Invité sur BFM Business, Pascal Quiry, co-auteur de l'étude sur les versements aux actionnaires des groupes cotés en 2019 publié par la Lettre Vernimmen, a tenu à revenir sur la légitimité de verser cette part des bénéfices aux actionnaires.

Selon le 175e numéro de la Lettre Vernimmen, les groupes du CAC 40 ont distribué l'an passé 60,2 milliards d'euros à leurs actionnaires, que ce soit via des dividendes (49,2 milliards d'euros) ou des rachats d'actions (11 milliards d'euros). Un niveau qui dépasse l'ancien record de 2007.

Ce montant a suscité de vives réactions chez certaines personnalités politiques.

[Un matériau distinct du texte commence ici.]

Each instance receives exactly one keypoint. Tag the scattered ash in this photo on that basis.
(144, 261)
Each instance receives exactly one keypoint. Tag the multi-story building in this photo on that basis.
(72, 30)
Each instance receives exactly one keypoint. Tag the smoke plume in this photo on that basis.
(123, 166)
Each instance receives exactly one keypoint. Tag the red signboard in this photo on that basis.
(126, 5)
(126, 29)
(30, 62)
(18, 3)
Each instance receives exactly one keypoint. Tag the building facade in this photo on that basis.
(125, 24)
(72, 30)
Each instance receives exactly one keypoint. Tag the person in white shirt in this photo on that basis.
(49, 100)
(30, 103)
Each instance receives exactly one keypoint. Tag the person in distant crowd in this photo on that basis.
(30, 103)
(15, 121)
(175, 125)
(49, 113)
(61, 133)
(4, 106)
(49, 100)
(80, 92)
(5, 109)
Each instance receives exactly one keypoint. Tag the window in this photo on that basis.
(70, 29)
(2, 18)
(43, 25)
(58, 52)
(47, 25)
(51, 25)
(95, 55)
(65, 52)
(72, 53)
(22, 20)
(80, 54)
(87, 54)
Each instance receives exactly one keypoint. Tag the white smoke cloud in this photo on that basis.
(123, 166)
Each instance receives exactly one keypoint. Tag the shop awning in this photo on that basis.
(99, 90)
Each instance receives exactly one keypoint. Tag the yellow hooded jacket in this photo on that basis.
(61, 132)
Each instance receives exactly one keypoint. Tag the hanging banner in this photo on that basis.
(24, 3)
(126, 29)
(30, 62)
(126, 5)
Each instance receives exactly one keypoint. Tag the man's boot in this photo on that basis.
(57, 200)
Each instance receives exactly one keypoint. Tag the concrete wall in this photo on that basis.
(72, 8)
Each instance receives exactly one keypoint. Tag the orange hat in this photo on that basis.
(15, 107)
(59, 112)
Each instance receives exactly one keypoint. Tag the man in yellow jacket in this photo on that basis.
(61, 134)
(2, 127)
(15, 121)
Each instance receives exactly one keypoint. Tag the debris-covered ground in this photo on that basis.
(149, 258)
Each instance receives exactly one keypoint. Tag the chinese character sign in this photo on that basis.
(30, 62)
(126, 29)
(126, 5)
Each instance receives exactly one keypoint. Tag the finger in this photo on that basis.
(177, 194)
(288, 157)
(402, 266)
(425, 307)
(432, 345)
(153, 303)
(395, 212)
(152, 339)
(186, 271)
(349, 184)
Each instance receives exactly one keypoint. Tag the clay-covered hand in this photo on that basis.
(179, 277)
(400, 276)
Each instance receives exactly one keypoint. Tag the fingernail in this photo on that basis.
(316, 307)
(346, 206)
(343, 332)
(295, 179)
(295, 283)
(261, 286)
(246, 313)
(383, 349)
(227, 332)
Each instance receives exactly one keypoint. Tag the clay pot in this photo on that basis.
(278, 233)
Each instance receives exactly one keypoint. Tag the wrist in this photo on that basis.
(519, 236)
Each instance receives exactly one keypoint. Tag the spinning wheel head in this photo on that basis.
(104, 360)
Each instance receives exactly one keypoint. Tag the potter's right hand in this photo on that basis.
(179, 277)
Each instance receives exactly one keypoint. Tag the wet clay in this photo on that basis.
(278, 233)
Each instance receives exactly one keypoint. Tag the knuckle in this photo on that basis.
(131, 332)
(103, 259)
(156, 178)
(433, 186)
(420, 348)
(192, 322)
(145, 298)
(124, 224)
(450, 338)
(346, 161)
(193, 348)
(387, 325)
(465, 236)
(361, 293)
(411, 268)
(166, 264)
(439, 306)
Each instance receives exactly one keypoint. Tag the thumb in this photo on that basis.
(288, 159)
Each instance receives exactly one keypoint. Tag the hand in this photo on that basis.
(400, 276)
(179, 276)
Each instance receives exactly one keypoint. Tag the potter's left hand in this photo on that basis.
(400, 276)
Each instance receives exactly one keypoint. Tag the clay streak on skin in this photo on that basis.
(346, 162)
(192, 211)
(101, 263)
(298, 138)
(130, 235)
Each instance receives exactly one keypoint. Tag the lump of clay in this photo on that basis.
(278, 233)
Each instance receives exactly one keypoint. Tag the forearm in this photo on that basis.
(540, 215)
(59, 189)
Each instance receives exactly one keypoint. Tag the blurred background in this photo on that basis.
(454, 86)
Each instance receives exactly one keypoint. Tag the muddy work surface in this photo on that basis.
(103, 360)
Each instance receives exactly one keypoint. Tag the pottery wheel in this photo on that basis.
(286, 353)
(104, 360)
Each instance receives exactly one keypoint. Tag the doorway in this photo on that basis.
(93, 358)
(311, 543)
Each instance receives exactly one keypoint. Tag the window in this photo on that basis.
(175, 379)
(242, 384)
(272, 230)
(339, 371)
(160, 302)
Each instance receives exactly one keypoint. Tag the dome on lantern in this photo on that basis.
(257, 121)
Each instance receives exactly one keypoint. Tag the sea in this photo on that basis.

Mais pour Pascal Quiry, professeur à HEC et co-auteur de l'étude de la Lettre Vernimmen, ce niveau de distribution est "légitime". 

"Je pense que c'est assez légitime, c'est assez sain de (…) rendre parce que ça permet de faire tourner l'argent et il n'y a rien de mieux dans la vie que de faire tourner l'argent", pointe l'expert en finance, qui était invité ce vendredi dans l'émission Good Morning Business.

Le dividende, "ce fabuleux outil anti-rente"

Pour appuyer son argumentaire, Pascal Quiry prend l'exemple de l'entreprise Rhône-Poulenc. "En 1962, la plus grosse entreprise française, top du CAC 40, c'était Rhône-Poulenc, dans la chimie. Les dividendes de Rhône-Poulenc ont financé d'autres entreprises dans d'autres secteurs. (…) C'est ce qui fait la vie des entreprises. Le dividende, c'est un fabuleux outil anti-rente. Parce que l'on redonne des moyens. (…) Les actionnaires ne le dépensent pas tous en cigares et vont le réinvestir dans d'autres entreprises qui ont besoin de lever des fonds", assure l'économiste.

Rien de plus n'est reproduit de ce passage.